Campuses:

Modeling Permeability Hysteresis in Two- and Three-Phase Flow via Relaxation

Wednesday, January 9, 2002 - 2:00pm - 3:00pm
Keller 3-180
Bradley Plohr (University at Albany (SUNY))
Two-phase flow in a porous medium can be modeled, using Darcy's law, in terms of the relative permeability functions of the two fluids (say, oil and water). The relative permeabilities generally depend not only on the fluid saturations but also on the direction in which the saturations are changing. During water injection, for example, the relative oil permeability kro falls gradually until a threshold is reached, at which stage the kro begins to decrease sharply. This stage is termed imbibition. If oil is subsequently injected, then kro does not recover along the imbibition path, but rather increases only gradually until another threshold is reached, whereupon it rises sharply. This second stage is called drainage, and the type of flow that occurs between the imbibition and drainage stages is called scanning flow. Changes in permeability during scanning flow are approximately reversible, whereas changes during drainage and imbibition are irreversible.

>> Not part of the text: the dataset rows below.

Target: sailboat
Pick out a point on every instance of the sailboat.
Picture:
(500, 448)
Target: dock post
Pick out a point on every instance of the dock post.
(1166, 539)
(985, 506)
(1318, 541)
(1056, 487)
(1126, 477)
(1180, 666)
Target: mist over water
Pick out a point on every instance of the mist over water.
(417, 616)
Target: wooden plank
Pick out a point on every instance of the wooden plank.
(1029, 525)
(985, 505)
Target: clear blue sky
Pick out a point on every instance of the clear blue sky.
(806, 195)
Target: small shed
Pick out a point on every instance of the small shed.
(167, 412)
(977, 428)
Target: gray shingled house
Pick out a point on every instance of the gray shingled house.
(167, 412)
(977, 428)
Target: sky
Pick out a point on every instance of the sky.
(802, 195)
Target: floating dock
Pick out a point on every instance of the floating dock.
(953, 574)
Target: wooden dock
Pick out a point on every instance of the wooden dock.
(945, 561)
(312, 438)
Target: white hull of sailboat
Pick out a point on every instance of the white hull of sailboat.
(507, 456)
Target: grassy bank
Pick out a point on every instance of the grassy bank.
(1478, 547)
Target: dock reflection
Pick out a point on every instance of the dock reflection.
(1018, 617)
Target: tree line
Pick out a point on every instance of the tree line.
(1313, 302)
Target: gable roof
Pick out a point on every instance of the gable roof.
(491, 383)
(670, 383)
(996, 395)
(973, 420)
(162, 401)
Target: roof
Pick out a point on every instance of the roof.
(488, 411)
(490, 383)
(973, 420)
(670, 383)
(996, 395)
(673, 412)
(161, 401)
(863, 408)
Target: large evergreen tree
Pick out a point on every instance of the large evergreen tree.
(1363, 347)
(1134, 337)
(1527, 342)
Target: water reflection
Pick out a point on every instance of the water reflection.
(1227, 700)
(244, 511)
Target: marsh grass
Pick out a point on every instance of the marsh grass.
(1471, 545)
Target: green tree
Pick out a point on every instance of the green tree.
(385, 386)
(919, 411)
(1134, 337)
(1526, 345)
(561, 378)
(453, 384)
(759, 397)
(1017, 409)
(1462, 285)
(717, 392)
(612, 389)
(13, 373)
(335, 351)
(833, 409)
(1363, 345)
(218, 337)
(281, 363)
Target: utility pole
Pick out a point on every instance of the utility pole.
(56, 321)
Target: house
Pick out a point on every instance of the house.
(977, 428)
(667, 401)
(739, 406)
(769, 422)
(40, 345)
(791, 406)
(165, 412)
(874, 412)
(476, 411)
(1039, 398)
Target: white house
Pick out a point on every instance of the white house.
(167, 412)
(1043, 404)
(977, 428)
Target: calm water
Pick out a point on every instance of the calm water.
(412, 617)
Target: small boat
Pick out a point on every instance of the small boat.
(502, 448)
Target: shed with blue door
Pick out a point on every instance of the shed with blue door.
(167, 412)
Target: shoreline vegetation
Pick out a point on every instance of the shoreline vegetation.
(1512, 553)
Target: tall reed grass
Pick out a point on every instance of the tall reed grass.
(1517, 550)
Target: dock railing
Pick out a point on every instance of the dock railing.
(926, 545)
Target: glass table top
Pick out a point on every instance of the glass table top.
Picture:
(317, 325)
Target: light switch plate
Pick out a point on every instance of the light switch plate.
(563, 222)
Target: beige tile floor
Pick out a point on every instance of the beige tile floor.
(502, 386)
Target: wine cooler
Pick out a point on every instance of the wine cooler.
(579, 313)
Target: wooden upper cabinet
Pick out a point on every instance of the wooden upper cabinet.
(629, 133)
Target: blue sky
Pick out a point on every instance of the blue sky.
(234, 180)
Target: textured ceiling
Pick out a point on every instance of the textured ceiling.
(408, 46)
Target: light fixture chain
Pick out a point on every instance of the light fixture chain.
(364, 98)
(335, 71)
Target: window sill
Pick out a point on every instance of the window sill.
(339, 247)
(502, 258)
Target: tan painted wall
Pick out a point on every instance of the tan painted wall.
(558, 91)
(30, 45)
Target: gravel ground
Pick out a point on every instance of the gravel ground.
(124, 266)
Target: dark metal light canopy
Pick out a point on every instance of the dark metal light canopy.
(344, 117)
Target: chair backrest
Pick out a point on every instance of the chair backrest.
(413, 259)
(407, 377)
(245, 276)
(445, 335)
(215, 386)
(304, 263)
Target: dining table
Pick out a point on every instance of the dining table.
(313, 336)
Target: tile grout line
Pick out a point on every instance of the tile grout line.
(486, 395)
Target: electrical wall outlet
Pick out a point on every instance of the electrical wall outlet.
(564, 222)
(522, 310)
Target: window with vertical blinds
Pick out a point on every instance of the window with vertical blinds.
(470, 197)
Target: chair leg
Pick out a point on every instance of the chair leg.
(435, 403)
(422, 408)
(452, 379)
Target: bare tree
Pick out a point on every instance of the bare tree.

In our lecture, we describe a model of permeability hysteresis based on relaxation. The distinctive features of our model are that it (a) allows the scanning flow to extend beyond the drainage and imbibition curves and (b) treats these two curves as attractors of states outside the scanning region. Through a rigorous study of traveling waves, we determine the shock waves that have diffusive profiles, and by means of a formal Chapman-Enskog expansion, we make a connection between our model and a standard one in the limit of vanishing relaxation time. Numerical experiments confirm our analysis.